What is the “Benefit of the Doubt” rule in VA benefit claims?
In VA Service-Connected Compensation claims, the law requires the Department of Veterans Affairs to resolve questions in the veteran’s favor when the evidence weights equally for and against the veteran. This method of weighing evidence (also called “proof”) is known as giving the vet the “benefit of the doubt.” The law states:
When there is an approximate balance of positive and negative evidence regarding any issue material to the determination of a matter, the Secretary shall give the benefit of the doubt to the claimant.
See 38 U.S.C. § 5107(b); see 38 C.F.R. § 3.102 (2016). The term used in the law to describe this balance of facts is “equipoise.”
What is “approximate balance”?
Of course, the rubber tends to meet the road over the phrase “approximate balance.” As you might expect, VA tends to think things are not in balance, but weigh against paying claims when the veteran thinks the opposite.
The law tell us that evidence on a given issue is in “approximate balance” when the evidence for and against a finding on that issue is “almost exactly or nearly equal” or “too close to call.” Ortiz v. Principi, 274 F.3d 1361, 1364-65 (Fed. Cir. 2001). The Court of Appeals for Veterans Claims has called this a “unique” standard of proof in American courts, because it is lower than any other burden in American law for someone trying to prove a claim. Unlike a criminal case, where the state must prove its case beyond a reasonable doubt, or even a civil case, where a plaintiff must prove by a preponderance of the evidnece (more than 50%), a veteran must merely show a 50-50 chance.
Why such a low requirement for veterans? It is simple: respect for their service.
The reason for this is “the high esteem in which our nation holds those who have served in the Armed Services.” See Gilbert v. Derwinski, 1 Vet.App. 49, 54 (1990); Henderson v. Shinseki, 563 U.S. 428, 440 (2011) (noting that “[t]he contrast between ordinary civil litigation … and the system that Congress created for the adjudication of veterans’ benefits claims could hardly be more dramatic”).

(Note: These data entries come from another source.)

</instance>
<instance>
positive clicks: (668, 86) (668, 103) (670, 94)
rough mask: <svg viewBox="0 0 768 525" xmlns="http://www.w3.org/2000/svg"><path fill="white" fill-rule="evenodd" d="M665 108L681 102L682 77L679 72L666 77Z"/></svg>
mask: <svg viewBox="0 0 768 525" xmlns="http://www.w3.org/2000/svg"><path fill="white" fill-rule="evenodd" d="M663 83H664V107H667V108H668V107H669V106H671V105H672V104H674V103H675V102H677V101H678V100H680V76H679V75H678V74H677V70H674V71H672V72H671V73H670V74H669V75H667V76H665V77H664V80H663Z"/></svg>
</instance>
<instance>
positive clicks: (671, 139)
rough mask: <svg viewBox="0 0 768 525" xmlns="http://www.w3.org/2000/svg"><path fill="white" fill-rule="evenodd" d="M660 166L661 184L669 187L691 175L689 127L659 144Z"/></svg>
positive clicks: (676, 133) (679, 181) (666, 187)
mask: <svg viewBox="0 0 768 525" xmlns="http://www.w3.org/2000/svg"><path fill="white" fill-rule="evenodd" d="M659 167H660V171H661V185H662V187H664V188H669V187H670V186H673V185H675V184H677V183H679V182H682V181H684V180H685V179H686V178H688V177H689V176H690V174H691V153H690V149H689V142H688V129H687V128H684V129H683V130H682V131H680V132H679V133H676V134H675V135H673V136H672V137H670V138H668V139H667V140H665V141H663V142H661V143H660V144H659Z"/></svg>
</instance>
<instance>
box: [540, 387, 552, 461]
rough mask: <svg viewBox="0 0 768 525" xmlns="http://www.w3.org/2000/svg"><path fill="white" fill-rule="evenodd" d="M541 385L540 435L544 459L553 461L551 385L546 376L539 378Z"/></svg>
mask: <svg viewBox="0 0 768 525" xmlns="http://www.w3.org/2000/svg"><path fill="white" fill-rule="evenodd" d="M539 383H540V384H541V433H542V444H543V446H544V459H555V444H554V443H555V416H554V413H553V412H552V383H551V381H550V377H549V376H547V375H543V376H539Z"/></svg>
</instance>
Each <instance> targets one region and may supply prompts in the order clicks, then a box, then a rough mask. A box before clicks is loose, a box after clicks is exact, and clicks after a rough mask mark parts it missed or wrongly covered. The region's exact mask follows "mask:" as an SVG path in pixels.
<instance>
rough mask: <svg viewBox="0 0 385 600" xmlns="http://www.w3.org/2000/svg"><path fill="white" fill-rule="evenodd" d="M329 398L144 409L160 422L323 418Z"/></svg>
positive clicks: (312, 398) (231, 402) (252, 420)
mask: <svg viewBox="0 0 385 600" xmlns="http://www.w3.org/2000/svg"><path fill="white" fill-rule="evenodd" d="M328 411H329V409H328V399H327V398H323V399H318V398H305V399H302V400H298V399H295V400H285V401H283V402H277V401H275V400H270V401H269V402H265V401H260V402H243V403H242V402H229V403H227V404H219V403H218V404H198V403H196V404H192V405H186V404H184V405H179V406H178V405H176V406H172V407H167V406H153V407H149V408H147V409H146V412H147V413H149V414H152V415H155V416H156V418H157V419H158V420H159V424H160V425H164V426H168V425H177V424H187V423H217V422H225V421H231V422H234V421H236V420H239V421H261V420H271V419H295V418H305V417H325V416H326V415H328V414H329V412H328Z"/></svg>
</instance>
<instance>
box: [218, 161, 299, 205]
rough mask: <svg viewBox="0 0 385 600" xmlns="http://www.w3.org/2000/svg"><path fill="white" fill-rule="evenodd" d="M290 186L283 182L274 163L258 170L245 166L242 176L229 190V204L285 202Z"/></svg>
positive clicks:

This rule applies to any part of the claim, i.e. any component issue of the overall claim. Making veterans prove their claims by only an “approximate balance of positive and negative evidence” demonstrates that our country has “taken upon itself the risk of error” in awarding benefits to veterans. Gilbert, 1 Vet.App. at 54 (citing Santosky v. Kramer, 455 U.S. 745, 755 (1982). “By tradition and by statute, the benefit of the doubt belongs to the veteran.” Id.
The Benefit of the Doubt Rule applies to medical concepts too.
Giving veterans the benefit of the doubt extends to groundbreaking and debated scientific concepts too. There is no requirement in the law that a particular medical theory or argument be accepted by all health care providers. On the contrary, the law mandates only that the evidence be in equal on both sides to give the benefit of the doubt to the veteran. It does not require a consensus of scientific support.
Instead, through the enactment of section 5107(b)’s low standard of proof for all issues material to a claim for veterans benefits, Congress has authorized VA to resolve a scientific or medical question in the claimant’s favor so long as evidence for and against that question is in “approximate balance.” Imposing a higher standard of proof would be counter to the benefit of the doubt rule.
See Wise v. Shinseki, 26 Vet.App. 517, 532 (2014); Jones v. Shinseki, 23 Vet.App. 382, 388 n.1 (2010) (differentiating between legal and medical standards of proof); Rucker v. Brown, 10 Vet.App. 67, 73 (1997) (Board may consider the extent to which a theory is accepted in the scientific community, but “in a merits adjudication, the evidence need only reach equipoise”).
In the recent case of Hauzer v. McDonald, No. 15-3589 (2016 WL 6408042 (Vet.App. Oct. 31, 2016), the Veterans Court reversed a Board decision which rejected service connection for a veteran with Parkinson’s Disease. The veteran took the position that his exposure to a chemical solvents (Toluene) was the cause of his Parkinson’s Disease. A VA Compensation and Pension (C&P) examiner selected by the VA to examine the veteran had “acknowledged the various studies and reports as to an increased risk of developing PD due to solvent exposure, but noted they did not establish a “clear medically established causal connection.” The Board of Veterans Appeals accepted this, and rejected the veteran’s claim, stating that “the scientific community has not accepted the essential premise that toluene can be identified as a cause of PD.,” The court rejected this conclusion, and explained: “in stating that the articles and medical opinions are not “definitive” as to causation in the veteran’s case, the Board has applied a higher standard of proof than that required by section 5107(b).”
Congress created a low standard for veterans to prove entitlement to VA benefits. Vets can use the “benefit of the doubt” rule in their favor to win VA service-connected disability compensation claims by showing that the evidence supporting approving their claim is at least equal to the evidence supporting a denial of their claim. VA cannot raise that standard higher than the benefit of the doubt rule, and if it does, veterans have grounds to appeal VA’s denial of their benefits.